Allora perché – ci chiediamo – lo Stato non aumenta i canoni?
Parliamoci chiaro se io affitto un appartamento è il proprietario che fissa il canone non viceversa.
È evidente, lo capirebbe anche un bambino, che al fine di giustificare le aste il canone viene presentato come unico strumento di valutazione del rapporto tra lo Stato e l’impresa.

La verità è che i canoni – determinati da organi di Stato e non dai balneari – sono realmente esigui, ma sono solo una voce, la più piccola, degli oneri che si sostengono obbligatoriamente per acquisire e conservare la titolarità di una concessione demaniale. Le prestazioni in natura, imposte dalle ordinanze e dai fatti, integrano il canone fino a livelli esponenziali.

Parliamo di parametri essenziali, quali la dimensione del fronte mare e l’area della superficie demaniale complessivamente
concessa, nonché della precisazione, che in molti casi, che si tratta di spiagge spoglie, prive di qualsiasi struttura fissa, nelle quali gli impianti – spesso perfino quelli fognari – sono stati realizzati e sono mantenuti a cura e spese del concessionario. Il concetto fondamentale che si vuole divulgare con la pubblicazione del canone è che gli stabilimenti balneari pagano cifre irrisorie come contropartita dell’utilizzo del bene demaniale. Questo è vero per la specifica voce “canone demaniale”, ma trascura il fatto che esistono altri innumerevoli elementi di costo indissolubilmente legati all’esercizio della concessione balneare. Senza di questi la concessione non può essere attivata. Ci riferiamo all’obbligo di sorveglianza alla balneazione con le rigide modalità regolamentate, unico caso al mondo, perché dalle altre parti è demandata allo stato; alle mansioni obbligatorie del primo soccorso; alla pulizia estiva e invernale degli arenili. E inoltre – considerata la funzione di vero e proprio presidio esercitata nel contesto litoraneo dallo stabilimento balneare e alla conseguente esigenza di esistere fisicamente in loco – ci riferiamo anche alla necessità di ricostruire e smontare, in alcune regioni, anno dopo anno, le strutture mobili dello stabilimento, lavorando per mesi senza incassare un centesimo e pagando salari, contributi, interventi di terzi per movimentazione sabbia e altro, nonché agli indispensabili oneri di magazzinaggio delle attrezzature. Infine consideriamo gli aspetti fiscali: IVA applicata con un’aliquota che non ha riscontro nei settori, del tutto analoghi, della ricezione e della ristorazione; IMU, vera e propria anomalia di sistema, trattandosi di beni non di proprietà; Imposta regionale sul canone demaniale, tributo medievale, se si considera che è imputato ad un “bene comune” sull’utilizzo del quale il concessionario paga uno specifico canone, la cui entità è stabilita da organi tecnico-finanziari dello Stato. Prestazioni tutte obbligatorie, quelle menzionate, le quali, indipendentemente dalle valutazioni che se ne possono dare, comportano un cospicuo aumento degli oneri legati all’utilizzo turistico ricreativo del bene demaniale.

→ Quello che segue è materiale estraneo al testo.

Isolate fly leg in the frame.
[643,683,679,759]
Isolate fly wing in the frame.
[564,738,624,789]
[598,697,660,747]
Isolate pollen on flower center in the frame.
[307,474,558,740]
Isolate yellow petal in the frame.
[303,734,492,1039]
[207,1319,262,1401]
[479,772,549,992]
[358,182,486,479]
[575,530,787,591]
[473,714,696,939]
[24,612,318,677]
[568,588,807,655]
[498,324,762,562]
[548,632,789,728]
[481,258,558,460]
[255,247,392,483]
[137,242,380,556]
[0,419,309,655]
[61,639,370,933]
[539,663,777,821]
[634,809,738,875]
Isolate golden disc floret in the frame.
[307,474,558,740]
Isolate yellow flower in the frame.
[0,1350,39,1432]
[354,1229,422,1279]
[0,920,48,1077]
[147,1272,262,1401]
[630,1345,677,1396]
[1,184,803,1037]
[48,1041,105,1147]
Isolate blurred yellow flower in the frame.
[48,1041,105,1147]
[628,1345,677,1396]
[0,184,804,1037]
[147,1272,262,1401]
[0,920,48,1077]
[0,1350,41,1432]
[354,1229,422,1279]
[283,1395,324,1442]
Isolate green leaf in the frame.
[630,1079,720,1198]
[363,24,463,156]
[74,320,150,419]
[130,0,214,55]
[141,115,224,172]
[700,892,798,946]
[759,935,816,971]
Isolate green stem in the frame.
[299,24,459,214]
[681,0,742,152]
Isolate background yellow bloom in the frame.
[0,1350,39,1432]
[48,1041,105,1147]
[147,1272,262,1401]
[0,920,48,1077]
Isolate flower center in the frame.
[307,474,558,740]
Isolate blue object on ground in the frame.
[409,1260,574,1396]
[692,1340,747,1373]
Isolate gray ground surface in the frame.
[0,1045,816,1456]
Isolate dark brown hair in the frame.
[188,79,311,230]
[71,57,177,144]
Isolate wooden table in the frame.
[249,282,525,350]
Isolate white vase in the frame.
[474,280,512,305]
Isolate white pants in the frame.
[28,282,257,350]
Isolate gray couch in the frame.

Ma la cosa che fa più paura è che sia il Governo a mettere una singola categoria al rogo, come le streghe nei tempi bui del Medioevo dove non esistevano diritti.
Con questo atto il Governo non cerca la pace sociale, anzi cerca lo scontro e questa è la lettura più brutta che deriva di questo DL Concorrenza. Un “whatever it takes” che potrebbe avere brutte sorprese anche legate all’ordine e alla pace sociale, alla sicurezza di 30 mila famiglie italiane, che non possono permettersi la scorta.